I just looked close and realized all 5 of my Glofish are gone. No little bodies, no nothing, except the Dwarf Gourami looks a bit fatter then before. Arn't they a little big to be eaten by him? I'm really confused they were in there this morning, now they are ALL gone!

**EDIT** Found half a pink glofish stuck to the back of the intake under a leaf.


----------



## automatic-hydromatic (Oct 18, 2010)

Dwarf Gouramis are normally a pretty peaceful community fish. Normally they'll only get nippy with other males. I've got 4 in my tank, and they have their little "disagreements" every once in a while, and chase each other away from their corner of the tank. But I've also got a Chinese Algae Eater in the tank, which is considerably smaller than the Dwarf Gouramis at the moment, and they don't even take a second look at the algae eater. So that is kind of odd that they would pick a fight with a glo. Unless the glos died for whatever reason and then the Gourami picked at the already dead body? That wouldn't surprise me...


----------



## GeminiPrincess (Oct 1, 2010)

automatic-hydromatic said:


> Dwarf Gouramis are normally a pretty peaceful community fish. Normally they'll only get nippy with other males. I've got 4 in my tank, and they have their little "disagreements" every once in a while, and chase each other away from their corner of the tank. But I've also got a Chinese Algae Eater in the tank, which is considerably smaller than the Dwarf Gouramis at the moment, and they don't even take a second look at the algae eater. So that is kind of odd that they would pick a fight with a glo. Unless the glos died for whatever reason and then the Gourami picked at the already dead body? That wouldn't surprise me...

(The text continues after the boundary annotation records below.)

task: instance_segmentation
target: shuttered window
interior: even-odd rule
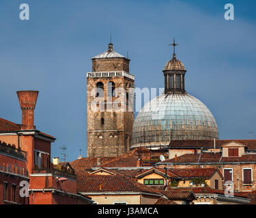
[[[238,157],[238,149],[229,149],[229,157]]]
[[[174,75],[169,75],[169,89],[174,89]]]
[[[251,169],[244,169],[244,184],[251,184]]]
[[[218,189],[218,179],[215,179],[214,181],[214,186],[215,186],[215,189]]]
[[[224,183],[226,181],[232,181],[232,170],[224,170]]]

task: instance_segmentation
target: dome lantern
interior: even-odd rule
[[[173,46],[173,59],[168,61],[162,71],[165,75],[165,93],[186,93],[185,91],[185,74],[186,70],[182,61],[177,59],[175,52],[175,47],[179,46],[175,44],[173,38],[173,44],[169,46]]]

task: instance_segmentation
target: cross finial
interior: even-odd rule
[[[110,43],[109,44],[108,52],[112,52],[113,51],[113,44],[112,44],[112,33],[110,33]]]
[[[173,46],[173,57],[176,57],[175,54],[175,47],[177,46],[180,46],[180,44],[175,44],[175,38],[173,38],[173,44],[169,44],[169,46]]]

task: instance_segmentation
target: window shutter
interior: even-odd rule
[[[218,189],[218,180],[215,179],[215,189]]]
[[[232,181],[232,170],[224,170],[224,182]]]
[[[251,184],[251,170],[244,170],[244,184]]]
[[[238,157],[238,149],[229,149],[229,157]]]

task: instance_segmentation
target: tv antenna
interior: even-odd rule
[[[251,138],[253,139],[253,131],[249,131],[248,134],[251,135]]]

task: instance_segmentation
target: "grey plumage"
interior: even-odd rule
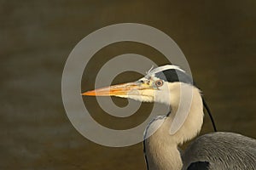
[[[256,169],[256,140],[238,133],[212,133],[197,138],[182,154],[183,169],[195,162],[209,169]]]
[[[232,133],[202,135],[182,152],[178,145],[191,140],[203,124],[201,90],[184,71],[175,65],[150,70],[134,82],[89,91],[84,95],[117,96],[171,106],[144,133],[143,150],[149,170],[253,170],[256,140]]]

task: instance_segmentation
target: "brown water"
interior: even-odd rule
[[[73,48],[93,31],[119,22],[149,25],[172,37],[204,91],[218,130],[256,138],[255,8],[253,0],[1,1],[0,168],[145,169],[142,144],[108,148],[87,140],[69,122],[61,101],[62,70]],[[104,61],[125,53],[166,64],[149,47],[113,44],[86,68],[90,76],[83,77],[83,90],[93,88]],[[127,72],[115,82],[137,77]],[[85,100],[96,107],[94,99]],[[150,106],[145,105],[142,110]],[[117,128],[146,117],[137,114],[119,123],[104,112],[96,114],[104,125],[116,122]],[[202,133],[210,131],[206,116]]]

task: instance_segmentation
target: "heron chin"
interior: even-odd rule
[[[256,169],[256,140],[238,133],[211,133],[195,139],[183,151],[178,148],[198,135],[204,116],[201,90],[178,66],[160,66],[136,82],[82,94],[171,106],[170,113],[156,116],[145,129],[144,155],[149,170]]]

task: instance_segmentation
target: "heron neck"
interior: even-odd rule
[[[176,133],[171,135],[170,127],[176,116],[177,107],[172,105],[170,116],[162,120],[160,128],[144,143],[150,170],[182,169],[183,162],[177,146],[195,137],[201,128],[203,105],[197,88],[193,89],[191,107],[185,122]],[[148,126],[152,125],[154,123]]]

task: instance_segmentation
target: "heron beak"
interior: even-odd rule
[[[135,82],[97,88],[95,90],[83,93],[82,95],[118,96],[123,98],[129,98],[129,95],[141,95],[140,91],[146,89],[153,88],[150,88],[149,85]]]

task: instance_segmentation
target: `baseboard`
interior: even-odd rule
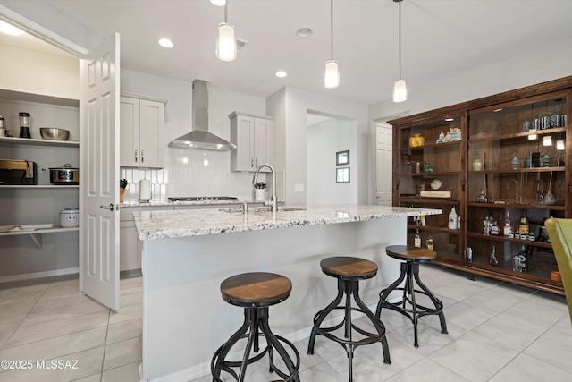
[[[79,267],[69,267],[65,269],[46,270],[45,272],[24,273],[21,275],[2,276],[0,283],[10,283],[12,281],[32,280],[34,278],[54,277],[55,276],[72,275],[80,273]]]

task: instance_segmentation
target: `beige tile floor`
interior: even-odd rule
[[[392,363],[378,344],[358,348],[354,380],[570,381],[572,326],[563,296],[423,266],[422,279],[445,305],[449,335],[436,317],[421,318],[419,348],[411,324],[383,311]],[[0,381],[138,381],[141,360],[141,278],[122,280],[122,310],[111,312],[77,292],[73,277],[0,284],[0,360],[77,361],[75,369],[0,369]],[[240,314],[240,313],[237,313]],[[272,318],[271,318],[272,325]],[[348,380],[347,357],[318,337],[295,344],[305,382]],[[265,362],[247,380],[268,381]],[[194,382],[210,382],[210,376]]]

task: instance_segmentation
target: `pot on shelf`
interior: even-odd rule
[[[80,169],[65,164],[63,167],[50,167],[50,183],[52,184],[80,184]]]

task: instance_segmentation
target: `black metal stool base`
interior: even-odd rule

All the Gourami does is sit at the bottom and do nothing. But the glofish were there this morning and now all are gone except for half a body. I've moved plants, the log completely cleaned out the filter, nothin else. I mean this is really frustrating. I keep losing fish for no reason I can find. I've been testing my water daily and all comes out normal (liquid test kit). Sorry needed to vent that really quick.


----------



## jrman83 (Jul 9, 2010)

Any jumpers? Any other pets in the house?


----------



## Ddrahos02 (Nov 18, 2010)

I know you said you moved plants and such but my grandparents had a missing albino corydoras, found him stuck in a artificial white glow in the dark plant, cant count how many times we scanned the tank for him..


----------



## automatic-hydromatic (Oct 18, 2010)

I had a Bala Shark somehow get under a fake plastic rock once and die... how he got under there is beyond me...

I went to lift the rock up and out of the tank to clean the tank, and up he floated from under it *#3

one of the many reason I don't like to use artificial decor to this day


----------



## Martini2108 (Jul 23, 2010)

You might wanna make sure they did get eaten, like others have said fish can get into odd places. I had a GBR (female) suddenly vanish in one of my tanks didn't find her for 2 or 3 weeks then suddenly my Dojo loach found her for me. Still have no idea where she was just that he pushed her (dead sadly) outa his little hut and I've looked under it before.


----------



## GeminiPrincess (Oct 1, 2010)

No, no jumpers. I have a cat, but he couldn't care less about the aquarium and I have never seen him anywhere close to being able to get on top of the tank. Even if he could, there isn't a way for him to get his little paw in there to scoop anyone out. I will keep looking, I just figured it was the Gourami because of how very fat he got and how he started to be a bit more active instead of just sitting lazily around hiding in the plants. He is also the only fish big enough to eat any of them. It is very disappointing I have always wanted hot pink glofish and got them 50% off on black Friday and now they are all gone


----------